Kernberg (1975) held that the associated negative feelings (aggression, abandonment, sexual abuse) reflect temperament or frustrations of a severe nature in the environment and memories of events and feelings that were both very good and very bad and that these experiences with caregivers, significant other is stored in a separate area of the human brain by "affective valence" (Bradley and Weston, 2005) the individual who develops 'borderline character structure' are at a personal crossroads with the dilemma stated as: "One the one hand, they want to hold onto their 'good' representations, and hence work hard to ward off any association with negative feelings. However these "good" introjects are constantly threatened with rage and hostile impulses. Therefore, for Kernberg, these individuals are characterized by a "motivated effort to protect "good" object representations" and these "good" object representations are defended in the individual's own reality and existence.
Kohut (1977) believed that a coherent sense of individual self is developed and as well the capacity for emotion-regulation and self-esteem regulation through "transmuting internalizations of soothing and mirroring functions of early caregivers." (p.942, Ibid) in order for the child to develop in the most optimally prescribed method the child will necessarily, experience both parents are being admirable with develops the child's self-esteem and the standards of the 'ideal self' in the mind of the child.

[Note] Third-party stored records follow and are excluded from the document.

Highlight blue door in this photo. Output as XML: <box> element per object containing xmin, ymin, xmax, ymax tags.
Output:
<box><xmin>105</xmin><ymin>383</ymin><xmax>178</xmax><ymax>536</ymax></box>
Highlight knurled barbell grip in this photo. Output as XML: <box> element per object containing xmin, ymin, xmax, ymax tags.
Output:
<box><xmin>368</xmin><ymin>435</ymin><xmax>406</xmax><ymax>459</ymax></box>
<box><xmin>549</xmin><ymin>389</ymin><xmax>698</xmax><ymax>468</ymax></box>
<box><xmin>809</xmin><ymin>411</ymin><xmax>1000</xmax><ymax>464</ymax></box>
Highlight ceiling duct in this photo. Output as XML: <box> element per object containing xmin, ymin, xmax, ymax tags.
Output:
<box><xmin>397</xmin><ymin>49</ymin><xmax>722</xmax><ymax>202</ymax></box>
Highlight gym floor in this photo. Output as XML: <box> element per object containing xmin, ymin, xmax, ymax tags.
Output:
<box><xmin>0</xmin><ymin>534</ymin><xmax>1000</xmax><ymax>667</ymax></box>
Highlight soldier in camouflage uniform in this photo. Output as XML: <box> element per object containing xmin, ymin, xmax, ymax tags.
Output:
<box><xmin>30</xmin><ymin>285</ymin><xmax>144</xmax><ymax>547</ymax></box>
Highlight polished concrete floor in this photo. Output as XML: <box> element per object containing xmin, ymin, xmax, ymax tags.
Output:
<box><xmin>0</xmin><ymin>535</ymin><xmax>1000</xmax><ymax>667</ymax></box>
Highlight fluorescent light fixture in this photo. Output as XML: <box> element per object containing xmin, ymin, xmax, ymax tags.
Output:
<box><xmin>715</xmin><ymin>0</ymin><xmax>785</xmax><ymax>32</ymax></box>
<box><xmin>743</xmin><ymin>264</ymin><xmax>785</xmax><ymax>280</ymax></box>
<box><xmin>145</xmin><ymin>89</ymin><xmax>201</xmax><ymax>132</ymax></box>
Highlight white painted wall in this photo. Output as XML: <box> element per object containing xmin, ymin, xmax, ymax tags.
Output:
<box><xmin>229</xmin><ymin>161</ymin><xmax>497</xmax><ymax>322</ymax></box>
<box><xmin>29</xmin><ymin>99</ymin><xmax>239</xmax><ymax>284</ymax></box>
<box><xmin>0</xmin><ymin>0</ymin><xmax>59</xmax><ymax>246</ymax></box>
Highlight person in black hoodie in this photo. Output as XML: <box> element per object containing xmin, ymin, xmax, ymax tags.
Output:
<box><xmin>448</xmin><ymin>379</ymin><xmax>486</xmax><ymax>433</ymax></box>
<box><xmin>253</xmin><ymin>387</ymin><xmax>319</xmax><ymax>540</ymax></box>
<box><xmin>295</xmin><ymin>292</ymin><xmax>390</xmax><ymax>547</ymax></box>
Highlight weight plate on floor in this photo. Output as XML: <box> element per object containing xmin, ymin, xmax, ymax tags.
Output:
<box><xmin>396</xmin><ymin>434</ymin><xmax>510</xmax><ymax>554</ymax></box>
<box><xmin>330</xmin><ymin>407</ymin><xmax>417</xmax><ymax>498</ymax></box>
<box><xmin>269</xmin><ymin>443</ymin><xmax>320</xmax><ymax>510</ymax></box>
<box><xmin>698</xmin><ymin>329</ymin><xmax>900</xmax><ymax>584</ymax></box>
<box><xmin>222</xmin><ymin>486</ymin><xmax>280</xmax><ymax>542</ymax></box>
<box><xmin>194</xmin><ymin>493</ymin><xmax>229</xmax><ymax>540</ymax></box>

Theorists have posited various hypotheses as to the etiology of BPD and severe character pathology in general. It was observed by Freud and Burlingham (1944) and Spitz (1956) that orphaned infants during the second World War having first experienced a disrupted attachment in early childhood later found great difficulty in their ability to "form lasting relationships. (Bowlby, 1969, 1973, 1980) Bradley and Westen (2005) state that: "From an attachment perspective, disrupted attachments and emotionally misattuned, threatening, unstable or unpredictable caregivers provide fertile soil for the development of incoherent (disorganized) internal working models, basic mistrust towards others (Erikson, 1962) the kind of global negative views of self characteristics of many patients with BPD."(Bradley & Westen, 2005) Bradley and Westen report the following facts in the section 'testing and refining clinical hypotheses' stating that:
1) "consistent with clinical hypotheses, disrupted attachments in childhood have shown an association with BPD." (Ibid)
2) "A meta-analytic review found that 20-40% of patients with BPD experienced traumatic separations from or both parents in childhood (Gunderson & Sabo, 1993)" (Ibid)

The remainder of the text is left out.